Kirie se subió las mangas de la chaqueta, posó su brazos desnudos sobre la barra, les dio la vuelta y los observó.

—Vas por buen camino.

—Pero no logro dar con la respuesta correcta.

—Es importante tener pequeños secretos —dijo Kirie—. No voy a robarte el placer profesional de observar e imaginar… Pero una pista sí te la daré. A mí me sucede como a ti.

—¿Como a mí?

—Sí, que trabajo de lo que había querido hacer desde niña. Igual que tú. Aunque no me ha sido nada fácil llegar hasta aquí.

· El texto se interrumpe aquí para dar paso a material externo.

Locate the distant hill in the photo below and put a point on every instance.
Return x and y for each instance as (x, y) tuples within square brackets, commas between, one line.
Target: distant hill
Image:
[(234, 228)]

—¡Fantástico! —exclamó Junpei—. Esto es algo muy importante. El trabajo, de base, debe ser un acto de amor. No una boda de conveniencia.

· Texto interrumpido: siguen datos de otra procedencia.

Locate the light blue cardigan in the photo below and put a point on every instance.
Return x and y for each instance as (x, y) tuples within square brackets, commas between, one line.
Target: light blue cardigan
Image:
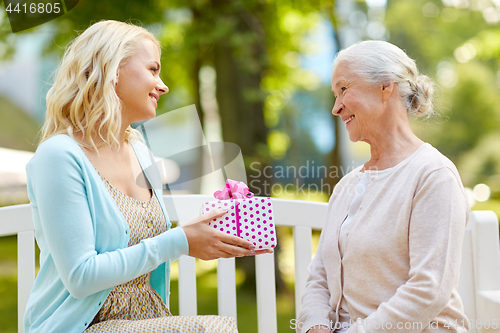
[(83, 239)]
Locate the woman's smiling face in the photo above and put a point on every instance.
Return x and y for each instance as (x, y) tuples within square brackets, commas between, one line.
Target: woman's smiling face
[(357, 103), (139, 85)]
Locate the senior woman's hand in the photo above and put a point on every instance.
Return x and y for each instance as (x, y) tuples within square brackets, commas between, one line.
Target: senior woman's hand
[(206, 243)]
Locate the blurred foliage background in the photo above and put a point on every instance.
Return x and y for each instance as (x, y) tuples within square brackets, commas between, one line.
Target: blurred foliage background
[(251, 68)]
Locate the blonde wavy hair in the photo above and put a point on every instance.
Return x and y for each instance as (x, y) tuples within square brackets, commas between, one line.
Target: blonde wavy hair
[(83, 97)]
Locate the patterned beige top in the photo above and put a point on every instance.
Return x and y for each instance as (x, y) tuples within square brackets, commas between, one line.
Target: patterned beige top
[(135, 299)]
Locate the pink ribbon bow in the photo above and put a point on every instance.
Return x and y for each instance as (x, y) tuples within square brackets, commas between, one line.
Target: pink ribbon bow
[(233, 190)]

—Un acto de amor —dijo Kirie admirada—. ¡Qué comparación tan preciosa!

—Oye, ¿crees que habré oído tu nombre alguna vez? —preguntó Junpei.

Ella sacudió la cabeza.

—No lo creo. No soy tan conocida.

—Todo el mundo tiene un punto de partida.

—Exacto —dijo Kirie con una sonrisa. Luego se puso seria—. Pero, en mi caso, a diferencia del tuyo, desde el principio he tenido que ser perfecta. A mí no se me permite ningún error. O la perfección, o nada. No hay punto medio. No hay vuelta atrás posible.

—Esto debe de ser otra pista, supongo.

—Tal vez.

Se acercó un camarero que rondaba con una bandeja llena de copas de champán y ella cogió dos. Le ofreció una a Junpei y dijo: «Brindemos».

—Por nuestras profesiones —dijo Junpei.

Y entrechocaron sus copas. Con un tintineo ligero y secreto.

—Por cierto, ¿estás casado?

Junpei sacudió la cabeza.

—Yo tampoco —dijo Kirie.

Ella pasó la noche en la habitación de Junpei. Se bebieron el vino que les habían regalado como recuerdo de la inauguración, hicieron el amor y se durmieron. Cuando Junpei se despertó a las diez de la mañana pasadas, ella ya no estaba. A su lado sólo quedaba un hueco en la almohada con forma de falta de memoria. «Me voy a trabajar. Si quieres, llámame», rezaba una nota que había dejado en la almohada. También había apuntado su número de teléfono móvil.